- Origin: New Zealand
- Occupations: Musician, Actor and Playwright

= Nigel Collins (musician) =

New Zealand musician, actor, playwright

Nigel Collins is a New Zealand musician, actor and playwright. A long time collaborator of Bret McKenzie and Jemaine Clement of Flight of the Conchords, he appears in their live shows as a string section of one, 'The New Zealand Sympathy Orchestra' playing cello, and also bass, keyboards, percussion, drums and singing backing vocals. He's featured in tours of North America, the UK, Europe, Australia and New Zealand from 2001 to 2018. Collins graduated from Toi Whakaari: New Zealand Drama School in 1999 with a Bachelor of Performing Arts (Acting).

He was a founding member of the Wellington International Ukulele Orchestra (also featuring Bret McKenzie), recording and touring with the band in New Zealand, the UK and Australia from 2006 - 2013 and generating a series of best-selling EPs. He contributed lead vocals to their versions of Toto's Africa and Jose Feliciano's Feliz Navidad.
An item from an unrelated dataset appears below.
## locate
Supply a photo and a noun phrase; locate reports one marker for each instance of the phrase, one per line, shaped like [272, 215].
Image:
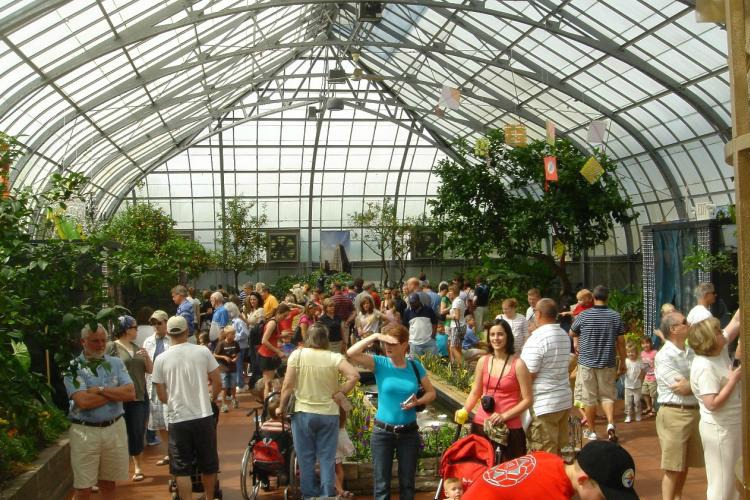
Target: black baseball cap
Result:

A new recording project with Wellington songwriting collective Congress of Animals began in 2016, with Fly My Pretties' Justin Firefly Clarke and Age Pryor (also from the Wellington International Ukulele Orchestra) and Ben Lemi of Trinity Roots. Recordings from the project released in 2018 include his song Depends on you.

Other music collaborations include cello on Ed Sheeran's I See Fire, Fat Freddies Drop's Based On a True Story, Age Pryor's City Chorus and David Yetton's (The Stereo Bus) Blow out your candles.

His play Wheeler's Luck, co-written with actor Toby Leach and director Damon Andrews, was performed by Collins and Leach in New Zealand, the UK and Australia between 2004 and 2007, and has since become a staple of the New Zealand high school drama and youth theatre curriculum, with 50 schools mounting productions of the piece.